Ve istikrara (!) bakın ki aynı arkadaşlar birçok iktidar döneminde “başbakanların, cumhurbaşkanlarının en yakını” pozunda olmuşlardır. Özal’dan Çiller’e, darbe Paşası’ndan şu andaki hükümete kadar hep dizlerin en dibinde, “okşayan” durumunda.. İşlerini yürütmek için mesleklerini tepeleyip geçerken, zaten baskı altındaki medyaya “daha da çok baskı” yapılmasını isterken, haksız yere işini kaybeden veya cezaevinde yılları çalınanlara dahi insaf etmezken “ömür boyu yapışıp kalacak böyle bir ayıpla” aynaya nasıl bakıyor, nasıl uyuyorlar, soru budur.

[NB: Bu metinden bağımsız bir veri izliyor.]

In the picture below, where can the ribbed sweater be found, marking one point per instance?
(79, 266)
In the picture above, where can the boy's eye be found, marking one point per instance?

Aslına bakarsanız ben iktidarların yerinde olsam “herkese yakın” olanlara “herkesten uzak” dururdum.. “Dost acı söyler” demiş atalarımız, diğer atasözlerindeki ince anlamlara bakacak olursak bu işi iyi biliyorlarmış doğrusu!
Defteri, kalemi olmayan öğrenci!
Akmerkez’de bir mağazada alışveriş yaparken kulak misafiri oldum.. 12-13 yaşlarında bir erkek çocuğu tezgahtara “kullanmadığınız defteriniz, kaleminiz var mı” diye soruyordu. Yanına giderek ben de ona “okul için mi istiyorsun” dedim. Mahcup şekilde “evet” cevabını verdi.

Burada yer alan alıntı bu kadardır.